The Labour Party has only itself to blame for what happened. To be more precise, Robert Abela has only to look in the mirror to see who is culpable for the shift in the political balance of the country, although he is too conceited to admit to that. He has committed one blunder after another, one mistake bigger than the previous one, and he is quickly becoming a liability for the party he leads.

His support to Joseph Muscat and the hospitals’ deal, his attack on the judiciary and the media, his haughtiness in his use of the power of incumbency, his downplaying of serious shortcomings such as the one related to the Siggiewi change of addresses, and his suggestion of a presidential pardon to people who have been caught stealing from the country all worked against him. And these are his biggest bloopers during the five-week election campaign; there were many more in previous months, and he is now paying the price for his lack of foresight and wrong decisions.

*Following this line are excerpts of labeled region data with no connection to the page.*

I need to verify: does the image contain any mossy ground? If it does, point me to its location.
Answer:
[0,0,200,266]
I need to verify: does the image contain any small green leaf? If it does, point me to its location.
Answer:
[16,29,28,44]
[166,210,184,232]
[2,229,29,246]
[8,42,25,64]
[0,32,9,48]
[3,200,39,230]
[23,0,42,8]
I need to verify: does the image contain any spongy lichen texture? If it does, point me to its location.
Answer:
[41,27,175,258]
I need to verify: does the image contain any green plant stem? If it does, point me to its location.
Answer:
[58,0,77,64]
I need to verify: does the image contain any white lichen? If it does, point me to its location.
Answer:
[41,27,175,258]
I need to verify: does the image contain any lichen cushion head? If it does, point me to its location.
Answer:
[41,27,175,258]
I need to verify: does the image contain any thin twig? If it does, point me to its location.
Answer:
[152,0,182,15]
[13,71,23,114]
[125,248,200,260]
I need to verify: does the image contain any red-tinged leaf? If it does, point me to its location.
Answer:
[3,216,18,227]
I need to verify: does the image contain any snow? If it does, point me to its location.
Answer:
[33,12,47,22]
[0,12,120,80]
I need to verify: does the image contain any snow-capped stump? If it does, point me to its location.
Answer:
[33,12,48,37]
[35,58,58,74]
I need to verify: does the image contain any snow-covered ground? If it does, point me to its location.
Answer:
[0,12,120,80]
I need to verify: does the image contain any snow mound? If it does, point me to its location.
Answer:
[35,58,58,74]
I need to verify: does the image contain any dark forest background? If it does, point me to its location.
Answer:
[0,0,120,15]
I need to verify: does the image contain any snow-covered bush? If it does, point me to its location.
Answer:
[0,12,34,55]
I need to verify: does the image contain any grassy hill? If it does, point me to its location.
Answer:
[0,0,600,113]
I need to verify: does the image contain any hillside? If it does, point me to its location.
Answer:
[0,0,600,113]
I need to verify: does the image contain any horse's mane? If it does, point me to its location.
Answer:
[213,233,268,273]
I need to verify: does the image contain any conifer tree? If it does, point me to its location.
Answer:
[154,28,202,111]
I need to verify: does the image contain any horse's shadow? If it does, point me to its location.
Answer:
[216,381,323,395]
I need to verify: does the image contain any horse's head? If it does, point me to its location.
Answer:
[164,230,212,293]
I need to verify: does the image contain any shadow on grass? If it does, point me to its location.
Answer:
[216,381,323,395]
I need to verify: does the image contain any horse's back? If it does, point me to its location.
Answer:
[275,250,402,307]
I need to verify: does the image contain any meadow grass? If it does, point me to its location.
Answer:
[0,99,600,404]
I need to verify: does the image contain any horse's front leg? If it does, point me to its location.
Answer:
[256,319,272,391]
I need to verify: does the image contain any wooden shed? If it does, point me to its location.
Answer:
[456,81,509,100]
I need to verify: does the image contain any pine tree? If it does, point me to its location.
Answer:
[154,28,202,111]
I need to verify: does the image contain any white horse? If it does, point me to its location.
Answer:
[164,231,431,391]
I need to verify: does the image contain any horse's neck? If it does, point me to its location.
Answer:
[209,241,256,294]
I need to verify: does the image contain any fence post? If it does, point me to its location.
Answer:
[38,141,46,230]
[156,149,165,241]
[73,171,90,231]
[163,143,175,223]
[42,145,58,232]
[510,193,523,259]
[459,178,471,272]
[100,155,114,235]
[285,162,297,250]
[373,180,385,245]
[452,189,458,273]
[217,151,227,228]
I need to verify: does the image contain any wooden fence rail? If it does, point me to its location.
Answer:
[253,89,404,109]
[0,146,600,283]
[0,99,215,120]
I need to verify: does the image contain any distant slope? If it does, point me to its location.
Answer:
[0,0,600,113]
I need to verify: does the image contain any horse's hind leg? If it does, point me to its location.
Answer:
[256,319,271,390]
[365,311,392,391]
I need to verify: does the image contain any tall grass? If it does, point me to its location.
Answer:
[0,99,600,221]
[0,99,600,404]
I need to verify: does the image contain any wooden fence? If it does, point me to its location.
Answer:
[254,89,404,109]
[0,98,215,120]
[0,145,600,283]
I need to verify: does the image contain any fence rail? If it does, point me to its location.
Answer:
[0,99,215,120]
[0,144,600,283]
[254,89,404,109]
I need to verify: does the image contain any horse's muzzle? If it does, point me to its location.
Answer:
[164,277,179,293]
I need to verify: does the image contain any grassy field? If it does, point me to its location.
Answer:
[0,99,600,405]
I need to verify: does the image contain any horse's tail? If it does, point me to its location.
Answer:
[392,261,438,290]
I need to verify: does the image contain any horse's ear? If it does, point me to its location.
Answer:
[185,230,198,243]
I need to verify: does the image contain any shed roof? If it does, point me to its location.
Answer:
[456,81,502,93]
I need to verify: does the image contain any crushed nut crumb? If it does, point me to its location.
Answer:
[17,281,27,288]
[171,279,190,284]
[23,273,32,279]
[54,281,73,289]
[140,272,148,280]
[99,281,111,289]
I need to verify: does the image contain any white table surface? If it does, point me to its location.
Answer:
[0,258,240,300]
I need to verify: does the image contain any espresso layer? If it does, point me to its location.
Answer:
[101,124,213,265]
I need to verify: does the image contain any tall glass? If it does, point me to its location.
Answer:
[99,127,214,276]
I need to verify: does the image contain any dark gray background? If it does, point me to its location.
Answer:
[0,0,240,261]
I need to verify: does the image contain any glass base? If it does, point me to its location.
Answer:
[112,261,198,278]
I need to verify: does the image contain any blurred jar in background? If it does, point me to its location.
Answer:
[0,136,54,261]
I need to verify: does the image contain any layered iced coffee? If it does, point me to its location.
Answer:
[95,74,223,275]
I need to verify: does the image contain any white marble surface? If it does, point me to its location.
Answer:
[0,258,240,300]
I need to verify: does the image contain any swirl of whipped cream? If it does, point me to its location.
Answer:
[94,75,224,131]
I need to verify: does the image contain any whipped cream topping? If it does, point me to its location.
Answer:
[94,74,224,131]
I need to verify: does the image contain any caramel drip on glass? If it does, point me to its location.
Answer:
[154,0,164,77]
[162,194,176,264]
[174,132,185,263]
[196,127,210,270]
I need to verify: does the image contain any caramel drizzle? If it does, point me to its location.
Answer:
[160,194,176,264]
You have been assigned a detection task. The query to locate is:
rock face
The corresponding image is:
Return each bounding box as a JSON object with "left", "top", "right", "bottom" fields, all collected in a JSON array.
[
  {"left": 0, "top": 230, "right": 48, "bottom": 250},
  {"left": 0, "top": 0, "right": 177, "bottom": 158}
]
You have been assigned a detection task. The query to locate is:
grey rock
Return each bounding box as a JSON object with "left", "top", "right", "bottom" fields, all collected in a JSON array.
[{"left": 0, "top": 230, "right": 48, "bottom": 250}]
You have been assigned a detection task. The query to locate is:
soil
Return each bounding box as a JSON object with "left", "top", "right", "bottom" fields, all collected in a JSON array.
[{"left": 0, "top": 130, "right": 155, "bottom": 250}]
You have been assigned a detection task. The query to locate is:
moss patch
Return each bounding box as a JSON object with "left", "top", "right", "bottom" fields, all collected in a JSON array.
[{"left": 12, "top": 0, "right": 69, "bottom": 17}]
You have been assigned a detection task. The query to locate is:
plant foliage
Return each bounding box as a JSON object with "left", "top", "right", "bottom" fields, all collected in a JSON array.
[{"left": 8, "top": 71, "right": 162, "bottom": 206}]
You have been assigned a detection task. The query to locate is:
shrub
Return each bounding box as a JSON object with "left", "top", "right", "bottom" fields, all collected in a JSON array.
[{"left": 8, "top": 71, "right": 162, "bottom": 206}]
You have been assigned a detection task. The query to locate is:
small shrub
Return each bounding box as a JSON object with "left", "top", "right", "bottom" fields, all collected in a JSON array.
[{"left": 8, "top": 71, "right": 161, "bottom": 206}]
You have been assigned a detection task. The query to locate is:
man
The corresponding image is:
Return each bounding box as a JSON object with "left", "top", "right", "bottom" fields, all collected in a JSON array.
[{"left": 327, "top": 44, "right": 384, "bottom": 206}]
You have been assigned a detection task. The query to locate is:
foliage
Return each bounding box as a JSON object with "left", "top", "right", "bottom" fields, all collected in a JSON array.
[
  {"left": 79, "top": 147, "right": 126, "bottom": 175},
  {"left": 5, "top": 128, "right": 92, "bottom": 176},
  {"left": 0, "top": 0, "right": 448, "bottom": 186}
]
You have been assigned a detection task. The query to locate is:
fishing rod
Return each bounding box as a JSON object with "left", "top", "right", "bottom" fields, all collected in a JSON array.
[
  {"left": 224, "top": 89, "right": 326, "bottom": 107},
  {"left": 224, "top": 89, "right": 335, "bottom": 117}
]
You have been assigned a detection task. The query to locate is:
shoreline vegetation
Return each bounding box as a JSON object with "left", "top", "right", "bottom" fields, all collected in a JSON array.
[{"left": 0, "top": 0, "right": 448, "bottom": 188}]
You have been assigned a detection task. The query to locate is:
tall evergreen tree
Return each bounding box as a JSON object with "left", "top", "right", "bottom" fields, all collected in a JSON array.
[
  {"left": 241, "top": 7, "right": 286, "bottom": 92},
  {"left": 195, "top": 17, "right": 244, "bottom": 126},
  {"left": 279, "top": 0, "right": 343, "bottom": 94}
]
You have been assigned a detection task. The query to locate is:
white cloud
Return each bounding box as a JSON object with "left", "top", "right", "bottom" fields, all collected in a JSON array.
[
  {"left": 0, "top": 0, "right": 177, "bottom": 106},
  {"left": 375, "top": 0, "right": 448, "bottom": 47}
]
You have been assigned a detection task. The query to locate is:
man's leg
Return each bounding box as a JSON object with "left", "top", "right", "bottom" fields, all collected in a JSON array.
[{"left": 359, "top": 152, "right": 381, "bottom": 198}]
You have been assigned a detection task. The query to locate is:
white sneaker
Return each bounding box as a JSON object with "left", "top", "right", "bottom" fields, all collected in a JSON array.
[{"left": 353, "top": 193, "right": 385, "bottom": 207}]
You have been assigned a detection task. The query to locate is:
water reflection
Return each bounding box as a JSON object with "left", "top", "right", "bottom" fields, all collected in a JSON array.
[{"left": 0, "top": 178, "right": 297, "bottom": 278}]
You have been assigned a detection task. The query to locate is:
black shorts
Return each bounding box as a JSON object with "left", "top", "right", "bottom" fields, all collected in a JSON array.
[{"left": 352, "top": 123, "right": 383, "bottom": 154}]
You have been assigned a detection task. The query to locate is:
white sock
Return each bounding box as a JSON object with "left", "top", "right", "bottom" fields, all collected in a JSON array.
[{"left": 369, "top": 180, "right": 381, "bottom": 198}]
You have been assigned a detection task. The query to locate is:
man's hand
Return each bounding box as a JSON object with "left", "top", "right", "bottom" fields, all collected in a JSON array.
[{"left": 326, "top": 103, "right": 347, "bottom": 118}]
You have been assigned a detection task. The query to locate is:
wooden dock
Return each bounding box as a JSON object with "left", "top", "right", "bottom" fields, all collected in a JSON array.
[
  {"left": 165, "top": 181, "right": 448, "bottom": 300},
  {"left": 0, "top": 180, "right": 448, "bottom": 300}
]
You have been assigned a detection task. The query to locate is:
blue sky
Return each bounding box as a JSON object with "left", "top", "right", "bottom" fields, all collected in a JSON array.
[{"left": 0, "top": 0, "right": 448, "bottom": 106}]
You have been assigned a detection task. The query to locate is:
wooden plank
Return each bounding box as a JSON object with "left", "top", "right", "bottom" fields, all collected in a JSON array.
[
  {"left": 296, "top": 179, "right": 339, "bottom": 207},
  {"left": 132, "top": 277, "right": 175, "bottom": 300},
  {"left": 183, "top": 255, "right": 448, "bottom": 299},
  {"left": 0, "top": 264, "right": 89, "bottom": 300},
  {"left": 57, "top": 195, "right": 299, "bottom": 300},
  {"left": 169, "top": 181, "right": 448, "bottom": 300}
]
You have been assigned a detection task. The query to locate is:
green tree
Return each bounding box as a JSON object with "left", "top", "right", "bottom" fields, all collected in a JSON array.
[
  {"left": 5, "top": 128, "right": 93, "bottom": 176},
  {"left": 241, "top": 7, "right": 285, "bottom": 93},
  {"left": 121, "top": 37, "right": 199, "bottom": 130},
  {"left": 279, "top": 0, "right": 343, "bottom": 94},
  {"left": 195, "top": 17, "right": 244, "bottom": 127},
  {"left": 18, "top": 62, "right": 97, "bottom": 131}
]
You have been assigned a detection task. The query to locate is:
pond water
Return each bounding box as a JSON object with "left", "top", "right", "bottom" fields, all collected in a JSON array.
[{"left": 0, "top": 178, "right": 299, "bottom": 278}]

After the election results, Abela said the party will have to listen to the message and be humble. He should be the first to listen to his own words, but it is doubtful whether he is capable of doing so. He could not even face his own delegates at the counting hall when the party was losing one council after another. He made an appearance on Sunday, when he declared victory in the EP election, but long before it was known that Labour’s advantage had been cut down so heavily. He did not turn up on any of the three days when the local council election votes were being counted. He felt comfortable going on the party’s TV station to field the easy questions, and not face the rest of the media in Naxxar.

Since 2009, the PN had always emerged bruised and battered from all elections. But after the latest round it comes out reinvigorated by the possibility that, after all, what seemed impossible is now within reach. As leader Bernard Grech said, it has achieved its target of winning three seats in the European Parliament. The local council map is still predominantly red, but there is more blue now. And, most of all, the PN has substantially cut down on the voter gap with Labour which, in the grand scheme of things, is equally important.

Labour won the elections, and the PN lost them. But, in this case, the winners were also losers and the losers were also winners.

The winner, this time, did not take it all.